## Thursday, October 18, 2007

### HP-35s Euclid Implementation - XIV : Barycentric to Cartesian coordinates

Going from barycentric to cartesian coordinates (problem 15 in the requirements) is the easy part of Cartesian<->Barycentric 2D/3D conversion, this will be a much shorter blog entry than this one!

Stack Input/Output:
3D case: [[b1, b2, b3], Y, Z, T | L]-> XEQ A ->[[x, y, z], Y, Z, T | [b1, b2, b3]]
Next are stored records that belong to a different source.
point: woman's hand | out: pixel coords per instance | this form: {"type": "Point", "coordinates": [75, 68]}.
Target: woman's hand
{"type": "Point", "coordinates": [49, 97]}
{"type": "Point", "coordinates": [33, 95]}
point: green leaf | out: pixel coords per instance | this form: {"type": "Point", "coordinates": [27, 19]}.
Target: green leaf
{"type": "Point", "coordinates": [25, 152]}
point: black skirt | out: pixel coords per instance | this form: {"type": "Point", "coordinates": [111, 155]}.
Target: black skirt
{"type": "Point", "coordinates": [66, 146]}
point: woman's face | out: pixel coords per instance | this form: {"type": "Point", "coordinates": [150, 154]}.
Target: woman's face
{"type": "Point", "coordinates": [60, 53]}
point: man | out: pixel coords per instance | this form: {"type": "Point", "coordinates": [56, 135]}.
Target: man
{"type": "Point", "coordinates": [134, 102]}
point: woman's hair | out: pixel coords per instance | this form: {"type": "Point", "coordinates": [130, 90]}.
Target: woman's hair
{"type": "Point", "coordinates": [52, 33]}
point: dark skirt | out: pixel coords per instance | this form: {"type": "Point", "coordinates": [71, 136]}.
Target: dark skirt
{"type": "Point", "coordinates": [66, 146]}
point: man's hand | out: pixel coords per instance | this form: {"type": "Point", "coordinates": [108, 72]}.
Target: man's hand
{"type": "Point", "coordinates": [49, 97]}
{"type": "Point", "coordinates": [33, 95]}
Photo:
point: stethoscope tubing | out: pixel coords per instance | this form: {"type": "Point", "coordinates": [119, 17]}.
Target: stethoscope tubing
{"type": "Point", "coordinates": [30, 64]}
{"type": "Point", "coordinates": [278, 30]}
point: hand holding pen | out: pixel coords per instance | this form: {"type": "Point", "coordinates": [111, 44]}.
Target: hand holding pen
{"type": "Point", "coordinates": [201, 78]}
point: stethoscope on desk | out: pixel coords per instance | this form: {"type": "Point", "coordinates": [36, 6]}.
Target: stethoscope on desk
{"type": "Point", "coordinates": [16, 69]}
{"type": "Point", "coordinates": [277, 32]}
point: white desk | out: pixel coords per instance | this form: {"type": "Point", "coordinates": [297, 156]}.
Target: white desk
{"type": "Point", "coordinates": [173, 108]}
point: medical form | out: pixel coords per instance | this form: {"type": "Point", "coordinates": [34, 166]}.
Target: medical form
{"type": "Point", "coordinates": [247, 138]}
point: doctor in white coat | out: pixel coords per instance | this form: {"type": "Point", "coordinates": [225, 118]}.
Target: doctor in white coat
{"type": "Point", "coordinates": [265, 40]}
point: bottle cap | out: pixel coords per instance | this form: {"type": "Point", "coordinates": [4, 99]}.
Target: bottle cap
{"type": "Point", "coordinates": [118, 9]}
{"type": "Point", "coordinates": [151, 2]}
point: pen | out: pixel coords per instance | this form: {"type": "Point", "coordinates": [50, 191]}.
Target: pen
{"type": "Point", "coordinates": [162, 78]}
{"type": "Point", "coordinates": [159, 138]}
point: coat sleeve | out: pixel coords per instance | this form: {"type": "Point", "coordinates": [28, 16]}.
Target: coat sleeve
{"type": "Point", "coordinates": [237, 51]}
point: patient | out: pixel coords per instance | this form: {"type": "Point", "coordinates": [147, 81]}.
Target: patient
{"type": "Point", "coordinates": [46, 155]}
2D case: [[b1, b2, b3], Y, Z, T | L]-> XEQ A ->[[x, y], Y, Z, T | [b1, b2, b3]]
Variables:

K : First vertex (3D vector), in 3D case. Populated by the T program.
L : Second vertex (3D vector), in 3D case. Populated by the T program.
M : Third vertex (3D vector), in 3D case. Populated by the T program.
U : First vertex of triangle projected to 2D (2D vector), in 2D case. Populated by the T program.
V : Second vertex of triangle projected to 2D (2D vector), in 2D case. Populated by the T program.
W : Third vertex of triangle projected to 2D (2D vector), in 2D case. Populated by the T program.
Program:
A001 LBL A
A002 ABS
A003 RDN
A004 FS? 2
A005 GTO A008
A006 eq Kx([1,0,0]xLASTX)+Lx([0,1,0]xLASTX)+Mx([0,0,1]xLASTX)
A007 RTN
A008 eq Ux([1,0,0]xLASTX)+Vx([0,1,0]xLASTX)+Wx([0,0,1]xLASTX)
A009 RTN